The 2D planner provides a 4-connected or 8-connected neighborhood path. This path may have little zig-zags in order to get at another non-90 or non-45 degree heading. That is totally fine. Your local trajectory planner such as DWB and TEB take these points into account to follow, but you won't see any zig-zag behaviors of your final robot motion after given to a trajectory planner.
The smoothing is more "pleasing" to human eyes, but you don't want to be owning additional compute when it doesn't largely impact the output. However, if you have a more sensitive local trajectory planner like a carrot follower (e.g. pure pursuit), then you will want to smooth out the paths in order to have something more easily followable.
Take this advise into account.

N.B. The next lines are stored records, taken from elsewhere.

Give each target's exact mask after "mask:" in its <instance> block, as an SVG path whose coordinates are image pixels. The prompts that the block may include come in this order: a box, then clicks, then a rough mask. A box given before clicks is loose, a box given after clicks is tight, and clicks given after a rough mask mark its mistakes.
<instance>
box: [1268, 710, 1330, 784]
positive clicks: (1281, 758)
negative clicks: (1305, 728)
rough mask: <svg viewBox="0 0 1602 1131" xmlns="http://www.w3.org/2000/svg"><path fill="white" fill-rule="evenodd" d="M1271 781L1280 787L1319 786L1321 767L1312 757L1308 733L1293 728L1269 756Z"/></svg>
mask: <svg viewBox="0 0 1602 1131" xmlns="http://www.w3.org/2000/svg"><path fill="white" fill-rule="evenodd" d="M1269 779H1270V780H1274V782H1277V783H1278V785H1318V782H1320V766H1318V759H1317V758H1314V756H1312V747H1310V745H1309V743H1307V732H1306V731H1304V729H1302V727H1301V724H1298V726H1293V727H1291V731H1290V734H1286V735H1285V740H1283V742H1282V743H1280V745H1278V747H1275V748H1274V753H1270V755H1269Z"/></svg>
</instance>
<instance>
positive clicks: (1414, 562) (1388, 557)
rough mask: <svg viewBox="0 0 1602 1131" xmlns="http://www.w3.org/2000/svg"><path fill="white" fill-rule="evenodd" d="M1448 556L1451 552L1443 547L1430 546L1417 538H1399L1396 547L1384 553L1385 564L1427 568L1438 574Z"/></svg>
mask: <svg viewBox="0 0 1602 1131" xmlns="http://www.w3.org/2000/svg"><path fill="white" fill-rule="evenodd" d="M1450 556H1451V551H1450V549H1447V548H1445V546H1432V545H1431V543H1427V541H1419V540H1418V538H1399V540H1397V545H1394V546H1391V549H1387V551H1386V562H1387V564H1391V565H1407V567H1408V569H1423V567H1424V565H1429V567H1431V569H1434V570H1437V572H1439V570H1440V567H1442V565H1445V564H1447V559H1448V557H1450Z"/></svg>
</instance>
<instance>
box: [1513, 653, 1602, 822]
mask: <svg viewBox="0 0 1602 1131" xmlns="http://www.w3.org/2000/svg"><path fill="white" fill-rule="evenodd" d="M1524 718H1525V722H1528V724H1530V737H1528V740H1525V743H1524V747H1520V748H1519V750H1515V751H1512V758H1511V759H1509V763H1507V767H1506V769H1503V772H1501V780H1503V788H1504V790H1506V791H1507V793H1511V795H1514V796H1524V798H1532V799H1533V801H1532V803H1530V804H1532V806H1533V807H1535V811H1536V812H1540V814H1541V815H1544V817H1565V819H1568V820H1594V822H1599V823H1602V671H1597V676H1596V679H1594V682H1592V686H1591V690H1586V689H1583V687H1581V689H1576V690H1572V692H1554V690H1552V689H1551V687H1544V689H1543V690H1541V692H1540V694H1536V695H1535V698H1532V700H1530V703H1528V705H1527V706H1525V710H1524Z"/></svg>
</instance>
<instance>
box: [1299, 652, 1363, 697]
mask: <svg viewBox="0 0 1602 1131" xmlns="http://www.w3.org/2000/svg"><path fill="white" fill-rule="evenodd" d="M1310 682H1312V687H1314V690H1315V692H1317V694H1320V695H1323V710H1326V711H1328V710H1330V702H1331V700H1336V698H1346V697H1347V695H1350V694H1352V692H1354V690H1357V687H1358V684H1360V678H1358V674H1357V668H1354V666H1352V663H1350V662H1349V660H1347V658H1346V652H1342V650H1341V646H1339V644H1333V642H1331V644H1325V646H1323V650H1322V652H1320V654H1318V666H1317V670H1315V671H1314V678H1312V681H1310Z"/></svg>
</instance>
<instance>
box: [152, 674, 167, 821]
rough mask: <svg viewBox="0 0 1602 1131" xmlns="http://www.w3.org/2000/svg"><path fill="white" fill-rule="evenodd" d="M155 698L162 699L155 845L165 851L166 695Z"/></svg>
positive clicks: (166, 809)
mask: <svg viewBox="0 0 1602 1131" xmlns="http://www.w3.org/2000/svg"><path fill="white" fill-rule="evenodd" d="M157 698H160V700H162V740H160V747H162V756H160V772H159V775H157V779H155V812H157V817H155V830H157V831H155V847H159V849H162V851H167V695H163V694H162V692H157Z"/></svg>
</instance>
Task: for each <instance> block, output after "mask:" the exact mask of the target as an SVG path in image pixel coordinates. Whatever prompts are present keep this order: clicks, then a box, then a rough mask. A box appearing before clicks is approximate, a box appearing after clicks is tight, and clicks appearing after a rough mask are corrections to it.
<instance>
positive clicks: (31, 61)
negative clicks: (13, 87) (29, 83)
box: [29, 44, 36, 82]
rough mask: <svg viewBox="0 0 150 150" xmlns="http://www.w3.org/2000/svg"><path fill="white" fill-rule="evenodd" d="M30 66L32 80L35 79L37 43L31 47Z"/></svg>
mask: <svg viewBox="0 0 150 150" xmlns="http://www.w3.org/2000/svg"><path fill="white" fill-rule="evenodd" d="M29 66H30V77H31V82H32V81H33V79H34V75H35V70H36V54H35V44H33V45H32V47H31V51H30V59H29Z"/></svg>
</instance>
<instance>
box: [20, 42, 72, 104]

Some good numbers to potentially start with would be
cost_scaling_factor: 10.0 and
We provide for both the Hybrid-A* and 2D A* implementations a costmap downsampler option. This can be incredible beneficial when planning very long paths in larger spaces. The motion models for SE2 planning and neighborhood search in 2D planning is proportional to the costmap resolution. By downsampling it, you can N^2 reduce the number of expansions required to achieve a particular goal. However, the lower the resolution, the larger small obstacles appear and you won't be able to get super close to obstacles. This is a trade-off to make and test. Some numbers I've seen are 2-4x drops in planning CPU time for a 2-3x downsample rate. For 60m paths in an office space, I was able to get it << 100ms at a 2-3x downsample rate.
I recommend users using a 5cm resolution costmap and playing with the different values of downsampling rate until they achieve what they think is optimal performance (lowest number of expansions vs. necessity to achieve fine goal poses). Then, I would recommend to change the global costmap resolution to this new value. That way you don't own the compute of downsampling and maintaining a higher-resolution costmap that isn't used.
Remember, the global costmap is only there to provide an environment for the planner to work in. It is not there for human-viewing even if a more fine resolution costmap is more human "pleasing". If you use multiple planners in the planner server, then you will want to use the highest resolution for the most needed planner and then use the downsampler to downsample to the Hybrid-A* resolution.